Most B2B salespeople have the exact same playbook.
They jump on a discovery call. They ask three generic questions.
Then they immediately launch into a feature-heavy slide deck.
This is why win rates are plummeting.
Buyers don't care about your features. They don't care about your company history.
They only care about their own problems.
If you want to close more deals, you have to stop selling and start diagnosing.
Here is what we will cover:
- The Doctor-Patient Framework
- Uncovering the Root Cause
- The Cost of Inaction (COI)
- Prescribing the Solution
- Handling Objections Proactively
Let's change how you sell.
The Doctor-Patient Framework
Think about the last time you went to the doctor.
Did they immediately try to sell you a prescription before asking where it hurts?
Of course not. That would be malpractice.
Yet, that is exactly what most salespeople do.
You need to adopt the mindset of a doctor.
Your job is not to pitch. Your job is to diagnose the underlying business disease.
If there is no disease, there is no sale.
Uncovering the Root Cause
Buyers rarely understand their real problem.
They will tell you they need "better reporting" or "more leads."
Those are symptoms. Not the root cause.
The Diagnostic Questioning Framework
Symptom
What surface-level issue is the buyer experiencing?
Impact
How is this issue affecting their daily operations?
Root Cause
What systemic failure is causing the symptom?
You must ask probing questions to dig deeper.
"Why is that a priority now?"
"What happens if you don't fix this?"
Keep peeling the onion until you find the real pain.
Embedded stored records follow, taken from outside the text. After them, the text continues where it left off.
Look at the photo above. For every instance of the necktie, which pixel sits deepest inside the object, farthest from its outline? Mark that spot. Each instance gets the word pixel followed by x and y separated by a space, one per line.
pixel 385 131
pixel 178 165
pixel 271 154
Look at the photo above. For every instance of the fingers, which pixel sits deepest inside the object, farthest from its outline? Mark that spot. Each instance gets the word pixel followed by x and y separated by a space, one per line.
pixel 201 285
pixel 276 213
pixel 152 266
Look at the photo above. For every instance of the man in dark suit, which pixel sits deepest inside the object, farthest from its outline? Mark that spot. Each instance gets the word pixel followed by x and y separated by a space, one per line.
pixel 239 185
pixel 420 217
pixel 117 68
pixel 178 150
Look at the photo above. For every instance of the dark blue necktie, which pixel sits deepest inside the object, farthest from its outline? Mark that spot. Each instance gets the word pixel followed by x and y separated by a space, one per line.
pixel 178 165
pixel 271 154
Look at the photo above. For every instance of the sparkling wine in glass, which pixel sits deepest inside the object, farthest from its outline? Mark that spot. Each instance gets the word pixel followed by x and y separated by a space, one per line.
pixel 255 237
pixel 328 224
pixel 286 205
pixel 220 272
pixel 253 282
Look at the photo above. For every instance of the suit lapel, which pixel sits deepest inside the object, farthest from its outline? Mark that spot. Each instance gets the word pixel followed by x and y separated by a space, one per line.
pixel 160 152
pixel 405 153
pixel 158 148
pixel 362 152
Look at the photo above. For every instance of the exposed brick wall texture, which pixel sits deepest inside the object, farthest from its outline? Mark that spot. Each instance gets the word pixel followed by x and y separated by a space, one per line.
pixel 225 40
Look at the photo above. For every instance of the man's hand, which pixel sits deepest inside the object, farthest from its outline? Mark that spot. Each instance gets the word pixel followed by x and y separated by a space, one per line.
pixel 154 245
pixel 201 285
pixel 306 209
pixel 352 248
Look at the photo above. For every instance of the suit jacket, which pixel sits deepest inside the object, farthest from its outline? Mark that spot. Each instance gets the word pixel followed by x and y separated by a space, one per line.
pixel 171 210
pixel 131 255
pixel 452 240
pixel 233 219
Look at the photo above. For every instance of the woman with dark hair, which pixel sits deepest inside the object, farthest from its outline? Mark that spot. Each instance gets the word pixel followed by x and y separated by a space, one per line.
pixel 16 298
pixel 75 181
The Cost of Inaction (COI)
Once you find the pain, you need to quantify it.
If a problem isn't costing them money, they aren't going to pay to fix it.
Calculate the Cost of Inaction (COI).
How much revenue are they losing every month because of this issue?
How many hours of productivity are wasted?
Make the pain tangible.
When the cost of doing nothing is higher than the cost of your solution, the sale is easy.
Prescribing the Solution
Only after you have diagnosed the root cause and quantified the pain should you prescribe a solution.
And your prescription should be highly targeted.
Do not show them every feature of your software.
Only show them the specific features that cure their specific disease.
"Because you mentioned X is costing you $10k a month, I want to show you how module Y eliminates that."
This makes your pitch infinitely more relevant.
Handling Objections Proactively
When you diagnose properly, objections disappear.
Why? Because you've already aligned your solution with their stated pain.
If they object to price, refer back to the Cost of Inaction.
"I understand $20k is a significant investment. But we agreed the current process is costing you $50k a month. Does it still make sense to wait?"
Diagnosis creates leverage.
Stop rushing to the pitch. Take the time to understand the patient.